Zach Cregger, bekannt aus dem Horrorfilm „Weapons“, arbeitet gerade an einem neuen „Resident Evil“-Projekt. Wer jetzt an eine einfache Neuauflage denkt oder erwartet, dass bekannte Figuren wie Leon S. Kennedy im Mittelpunkt stehen, dürfte überrascht sein. Cregger verspricht eine neue Geschichte, die dennoch tief in der Überlieferung der Spiele verwurzelt ist – eine Art Liebeserklärung an das Franchise, die mit den bisherigen Filmen überraschende Verbindungen aufweist.
Ein frischer Zugang und doch vertraut
In einem aktuellen Interview mit Inverse bezeichnete Cregger sich als den „größten Verehrer der Spiele“. Seine Intention sei es, eine Story zu erzählen, die den Kern und die Regeln der Spiele respektiert, ohne sich an die altbekannten Charaktere zu klammern. Konkret heißt das, dass es keine Rückkehr von Leon S. Kennedy geben wird, der von vielen Fans als fixer Bestandteil einer modernen „Resident Evil“-Verfilmung erwartet wurde. Stattdessen kommt eine komplett neue Figur ins Spiel, verkörpert von Austin Abrams, der auch in „Weapons“ mitspielte.

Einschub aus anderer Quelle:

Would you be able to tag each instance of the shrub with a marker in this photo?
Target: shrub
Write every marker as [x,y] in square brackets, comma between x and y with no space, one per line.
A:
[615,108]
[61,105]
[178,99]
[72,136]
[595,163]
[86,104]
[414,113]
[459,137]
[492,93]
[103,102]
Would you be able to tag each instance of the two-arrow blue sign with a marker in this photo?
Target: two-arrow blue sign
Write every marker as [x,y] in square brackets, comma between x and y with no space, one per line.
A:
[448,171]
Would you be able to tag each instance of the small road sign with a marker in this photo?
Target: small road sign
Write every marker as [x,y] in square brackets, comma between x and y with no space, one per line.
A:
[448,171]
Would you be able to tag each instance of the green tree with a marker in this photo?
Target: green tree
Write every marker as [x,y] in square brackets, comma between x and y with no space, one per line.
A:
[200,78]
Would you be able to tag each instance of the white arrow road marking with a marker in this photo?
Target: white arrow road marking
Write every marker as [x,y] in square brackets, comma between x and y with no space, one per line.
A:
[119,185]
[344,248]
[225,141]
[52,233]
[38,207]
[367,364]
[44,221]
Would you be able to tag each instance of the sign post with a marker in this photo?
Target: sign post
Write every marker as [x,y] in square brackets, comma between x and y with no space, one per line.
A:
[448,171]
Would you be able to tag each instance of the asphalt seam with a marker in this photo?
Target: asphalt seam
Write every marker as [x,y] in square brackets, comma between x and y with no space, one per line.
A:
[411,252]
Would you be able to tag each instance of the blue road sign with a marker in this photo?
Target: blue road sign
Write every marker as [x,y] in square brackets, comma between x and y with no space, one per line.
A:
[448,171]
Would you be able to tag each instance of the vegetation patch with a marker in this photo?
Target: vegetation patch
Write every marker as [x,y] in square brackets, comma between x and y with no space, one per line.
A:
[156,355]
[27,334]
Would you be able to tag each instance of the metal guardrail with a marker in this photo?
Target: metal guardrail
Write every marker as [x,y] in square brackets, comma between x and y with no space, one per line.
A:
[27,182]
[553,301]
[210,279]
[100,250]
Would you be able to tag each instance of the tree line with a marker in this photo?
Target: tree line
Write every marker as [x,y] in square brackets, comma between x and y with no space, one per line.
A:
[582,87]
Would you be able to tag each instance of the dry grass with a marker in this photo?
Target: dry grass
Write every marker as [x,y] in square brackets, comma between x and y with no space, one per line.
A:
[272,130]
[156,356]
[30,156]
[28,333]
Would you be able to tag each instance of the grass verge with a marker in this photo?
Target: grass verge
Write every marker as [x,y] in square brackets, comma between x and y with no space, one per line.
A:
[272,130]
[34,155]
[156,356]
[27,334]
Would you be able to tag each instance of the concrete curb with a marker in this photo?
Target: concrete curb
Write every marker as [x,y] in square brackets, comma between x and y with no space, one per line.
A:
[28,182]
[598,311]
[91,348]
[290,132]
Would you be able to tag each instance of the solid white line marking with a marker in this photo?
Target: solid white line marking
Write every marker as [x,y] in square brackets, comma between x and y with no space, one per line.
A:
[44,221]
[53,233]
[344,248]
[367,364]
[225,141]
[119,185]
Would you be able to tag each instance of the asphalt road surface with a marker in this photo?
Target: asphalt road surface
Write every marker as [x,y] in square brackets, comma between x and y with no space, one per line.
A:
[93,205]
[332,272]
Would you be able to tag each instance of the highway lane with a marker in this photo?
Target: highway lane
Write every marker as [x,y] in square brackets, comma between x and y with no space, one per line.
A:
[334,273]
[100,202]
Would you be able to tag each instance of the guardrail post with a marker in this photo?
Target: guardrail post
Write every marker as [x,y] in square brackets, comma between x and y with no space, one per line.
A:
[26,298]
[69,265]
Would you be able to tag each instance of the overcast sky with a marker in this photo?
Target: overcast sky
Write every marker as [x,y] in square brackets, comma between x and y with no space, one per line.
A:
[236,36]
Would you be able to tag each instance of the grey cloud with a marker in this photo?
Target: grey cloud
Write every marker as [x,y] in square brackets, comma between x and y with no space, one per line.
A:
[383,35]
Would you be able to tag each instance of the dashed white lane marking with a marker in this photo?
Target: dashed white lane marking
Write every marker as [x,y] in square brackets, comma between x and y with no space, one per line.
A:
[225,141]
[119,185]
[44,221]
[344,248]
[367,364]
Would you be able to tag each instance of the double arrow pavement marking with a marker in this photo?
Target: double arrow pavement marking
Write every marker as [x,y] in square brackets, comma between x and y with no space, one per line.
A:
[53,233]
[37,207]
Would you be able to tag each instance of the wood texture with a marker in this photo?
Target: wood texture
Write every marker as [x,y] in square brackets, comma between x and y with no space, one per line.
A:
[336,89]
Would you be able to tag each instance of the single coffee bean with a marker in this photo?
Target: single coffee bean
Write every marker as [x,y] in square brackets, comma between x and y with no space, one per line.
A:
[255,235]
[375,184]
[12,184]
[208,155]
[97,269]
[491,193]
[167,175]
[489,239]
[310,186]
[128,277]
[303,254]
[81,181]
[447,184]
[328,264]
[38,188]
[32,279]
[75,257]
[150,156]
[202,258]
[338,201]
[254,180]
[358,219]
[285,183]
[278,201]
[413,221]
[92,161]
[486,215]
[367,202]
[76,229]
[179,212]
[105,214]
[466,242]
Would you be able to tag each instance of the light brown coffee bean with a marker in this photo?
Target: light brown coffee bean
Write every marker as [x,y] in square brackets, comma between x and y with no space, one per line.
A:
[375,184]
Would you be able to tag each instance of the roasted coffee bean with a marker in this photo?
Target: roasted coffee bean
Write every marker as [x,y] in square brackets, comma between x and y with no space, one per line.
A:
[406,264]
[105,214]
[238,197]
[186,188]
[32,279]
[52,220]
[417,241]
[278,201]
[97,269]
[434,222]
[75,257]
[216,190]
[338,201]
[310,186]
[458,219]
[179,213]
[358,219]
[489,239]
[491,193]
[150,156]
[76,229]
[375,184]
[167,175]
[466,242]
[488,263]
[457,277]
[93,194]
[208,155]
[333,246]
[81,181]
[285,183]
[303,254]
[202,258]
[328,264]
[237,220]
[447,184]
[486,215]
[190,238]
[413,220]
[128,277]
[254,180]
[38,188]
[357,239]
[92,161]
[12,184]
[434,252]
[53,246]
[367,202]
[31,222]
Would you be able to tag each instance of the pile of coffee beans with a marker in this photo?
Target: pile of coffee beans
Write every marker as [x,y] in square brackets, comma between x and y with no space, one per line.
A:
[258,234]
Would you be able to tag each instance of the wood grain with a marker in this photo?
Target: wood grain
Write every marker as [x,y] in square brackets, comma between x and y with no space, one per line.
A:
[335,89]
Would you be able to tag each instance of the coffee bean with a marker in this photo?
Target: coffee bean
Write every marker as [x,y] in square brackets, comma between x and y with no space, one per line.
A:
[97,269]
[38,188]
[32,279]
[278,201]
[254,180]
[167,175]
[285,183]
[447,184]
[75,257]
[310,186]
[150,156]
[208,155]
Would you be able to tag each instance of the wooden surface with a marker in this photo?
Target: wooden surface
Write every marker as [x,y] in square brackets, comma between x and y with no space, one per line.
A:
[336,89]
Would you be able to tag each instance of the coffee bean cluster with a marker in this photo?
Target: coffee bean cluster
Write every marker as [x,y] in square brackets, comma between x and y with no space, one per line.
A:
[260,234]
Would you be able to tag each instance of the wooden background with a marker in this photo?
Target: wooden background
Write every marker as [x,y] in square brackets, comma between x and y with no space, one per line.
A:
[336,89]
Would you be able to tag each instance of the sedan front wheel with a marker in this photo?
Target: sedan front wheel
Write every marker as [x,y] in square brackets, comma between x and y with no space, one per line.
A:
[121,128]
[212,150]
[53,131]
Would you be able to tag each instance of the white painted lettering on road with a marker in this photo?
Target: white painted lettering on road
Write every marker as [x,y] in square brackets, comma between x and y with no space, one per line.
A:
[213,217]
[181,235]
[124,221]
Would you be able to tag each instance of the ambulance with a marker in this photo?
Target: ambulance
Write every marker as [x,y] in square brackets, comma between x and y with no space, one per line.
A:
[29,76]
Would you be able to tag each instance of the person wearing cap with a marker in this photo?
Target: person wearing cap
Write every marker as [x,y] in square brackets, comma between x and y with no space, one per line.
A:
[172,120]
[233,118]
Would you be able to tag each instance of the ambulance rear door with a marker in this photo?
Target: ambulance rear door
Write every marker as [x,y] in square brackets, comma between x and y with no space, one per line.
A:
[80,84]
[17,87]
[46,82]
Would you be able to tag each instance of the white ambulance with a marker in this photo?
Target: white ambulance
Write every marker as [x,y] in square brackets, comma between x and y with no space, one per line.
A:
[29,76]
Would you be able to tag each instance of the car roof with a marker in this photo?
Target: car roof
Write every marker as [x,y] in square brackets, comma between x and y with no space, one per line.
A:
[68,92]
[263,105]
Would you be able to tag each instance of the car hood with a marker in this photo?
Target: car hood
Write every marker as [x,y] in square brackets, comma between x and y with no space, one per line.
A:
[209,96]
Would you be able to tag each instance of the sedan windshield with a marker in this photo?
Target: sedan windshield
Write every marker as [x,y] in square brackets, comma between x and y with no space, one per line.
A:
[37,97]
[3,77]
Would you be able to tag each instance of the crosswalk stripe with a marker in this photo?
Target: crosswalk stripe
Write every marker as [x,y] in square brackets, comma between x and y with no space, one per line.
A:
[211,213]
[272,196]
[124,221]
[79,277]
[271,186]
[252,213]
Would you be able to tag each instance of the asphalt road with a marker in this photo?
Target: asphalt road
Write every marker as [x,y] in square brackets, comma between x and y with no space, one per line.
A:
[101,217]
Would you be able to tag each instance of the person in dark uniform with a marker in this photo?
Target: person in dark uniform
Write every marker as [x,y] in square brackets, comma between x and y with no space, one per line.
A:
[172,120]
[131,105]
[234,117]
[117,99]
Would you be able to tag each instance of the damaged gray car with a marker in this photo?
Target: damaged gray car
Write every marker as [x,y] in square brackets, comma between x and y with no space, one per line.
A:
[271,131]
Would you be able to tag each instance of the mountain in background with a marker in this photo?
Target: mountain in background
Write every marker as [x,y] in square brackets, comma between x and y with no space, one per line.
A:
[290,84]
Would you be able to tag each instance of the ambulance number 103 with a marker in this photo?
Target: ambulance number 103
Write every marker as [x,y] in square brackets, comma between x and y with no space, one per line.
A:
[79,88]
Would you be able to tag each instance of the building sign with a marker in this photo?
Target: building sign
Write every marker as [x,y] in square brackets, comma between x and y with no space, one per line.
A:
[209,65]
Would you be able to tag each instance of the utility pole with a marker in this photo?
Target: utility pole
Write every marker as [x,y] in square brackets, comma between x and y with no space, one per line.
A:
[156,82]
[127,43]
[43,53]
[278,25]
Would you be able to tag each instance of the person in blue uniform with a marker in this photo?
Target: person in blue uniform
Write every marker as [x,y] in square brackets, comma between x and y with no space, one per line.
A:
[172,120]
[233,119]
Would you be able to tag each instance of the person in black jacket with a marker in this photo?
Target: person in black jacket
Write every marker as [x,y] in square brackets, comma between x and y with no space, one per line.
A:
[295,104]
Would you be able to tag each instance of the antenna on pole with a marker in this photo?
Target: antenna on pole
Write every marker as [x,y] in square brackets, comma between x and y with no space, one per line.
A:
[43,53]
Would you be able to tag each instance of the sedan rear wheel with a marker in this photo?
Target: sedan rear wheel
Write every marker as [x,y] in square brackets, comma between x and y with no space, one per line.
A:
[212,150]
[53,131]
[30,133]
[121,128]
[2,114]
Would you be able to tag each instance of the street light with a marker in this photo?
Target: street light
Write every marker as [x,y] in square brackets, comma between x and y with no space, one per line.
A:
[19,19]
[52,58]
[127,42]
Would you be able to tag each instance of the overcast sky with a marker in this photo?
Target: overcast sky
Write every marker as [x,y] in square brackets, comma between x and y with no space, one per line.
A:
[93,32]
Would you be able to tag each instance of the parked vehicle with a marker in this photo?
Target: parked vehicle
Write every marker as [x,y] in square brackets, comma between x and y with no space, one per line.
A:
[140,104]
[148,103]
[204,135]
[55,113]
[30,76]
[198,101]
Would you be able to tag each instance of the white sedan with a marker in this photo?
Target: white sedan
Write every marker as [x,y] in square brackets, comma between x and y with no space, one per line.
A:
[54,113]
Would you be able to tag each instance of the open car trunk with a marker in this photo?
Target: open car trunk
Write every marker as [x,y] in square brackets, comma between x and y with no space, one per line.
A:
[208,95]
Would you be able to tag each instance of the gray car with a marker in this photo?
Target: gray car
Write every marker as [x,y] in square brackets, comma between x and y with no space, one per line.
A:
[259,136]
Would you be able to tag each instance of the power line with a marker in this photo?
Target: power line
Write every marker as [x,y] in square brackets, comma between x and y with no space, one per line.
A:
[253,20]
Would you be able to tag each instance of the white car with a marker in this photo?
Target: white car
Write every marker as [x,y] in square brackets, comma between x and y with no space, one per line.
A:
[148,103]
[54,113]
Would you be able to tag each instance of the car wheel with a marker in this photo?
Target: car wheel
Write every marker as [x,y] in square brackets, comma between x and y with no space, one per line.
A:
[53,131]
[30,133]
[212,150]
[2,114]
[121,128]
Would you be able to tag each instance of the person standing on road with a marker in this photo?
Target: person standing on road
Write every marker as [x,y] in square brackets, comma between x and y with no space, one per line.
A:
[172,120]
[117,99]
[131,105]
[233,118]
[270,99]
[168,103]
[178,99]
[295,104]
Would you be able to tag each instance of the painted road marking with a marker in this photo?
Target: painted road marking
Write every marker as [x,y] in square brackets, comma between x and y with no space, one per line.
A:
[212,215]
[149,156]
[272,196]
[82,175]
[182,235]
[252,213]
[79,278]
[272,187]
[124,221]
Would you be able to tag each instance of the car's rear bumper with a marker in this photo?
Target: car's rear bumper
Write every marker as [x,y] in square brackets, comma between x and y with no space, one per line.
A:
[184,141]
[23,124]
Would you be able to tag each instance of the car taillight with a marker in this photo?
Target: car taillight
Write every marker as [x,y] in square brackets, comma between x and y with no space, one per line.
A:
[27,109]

Wer genau diese Rolle übernimmt, bleibt noch offen, aber es ist klar, dass Cregger eigene Wege gehen will.
Diese Herangehensweise erinnert an das, was die ursprünglichen „Resident Evil“-Filme mit Milla Jovovich gemacht haben. Damals erfand man mit Alice eine neue Hauptfigur, die allerdings bald wenig mit den Spielen zu tun hatte. Für viele Fans war das ein Ärgernis. Die jüngere Produktion „Welcome to Raccoon City“ versuchte dann, näher an den Spielen zu bleiben, scheiterte aber beim Publikum. Creggers Ansatz könnte nun genau diesen Kreis schließen – ein neuer Film, der nicht nur treuer zu den Spielen ist, sondern gleichzeitig neue Geschichten und Figuren präsentiert.
Was bedeutet das für Fans und Spieler?
Für Spieler, die die „Resident Evil“-Reihe lieben, ist das ein spannendes Signal. Der neue Film könnte endlich die Balance finden, die lange gefehlt hat. Respekt für die Spielwelt, ohne altbekannte Charaktere einfach zu recyceln. Außerdem zeigt Cregger mit Verweis auf das kommende Spiel „Resident Evil 9 Requiem“ (erscheint Februar 2026), dass er die Welt des Franchise als lebendiges Universum sieht, in dem verschiedene Geschichten und Perspektiven Platz haben.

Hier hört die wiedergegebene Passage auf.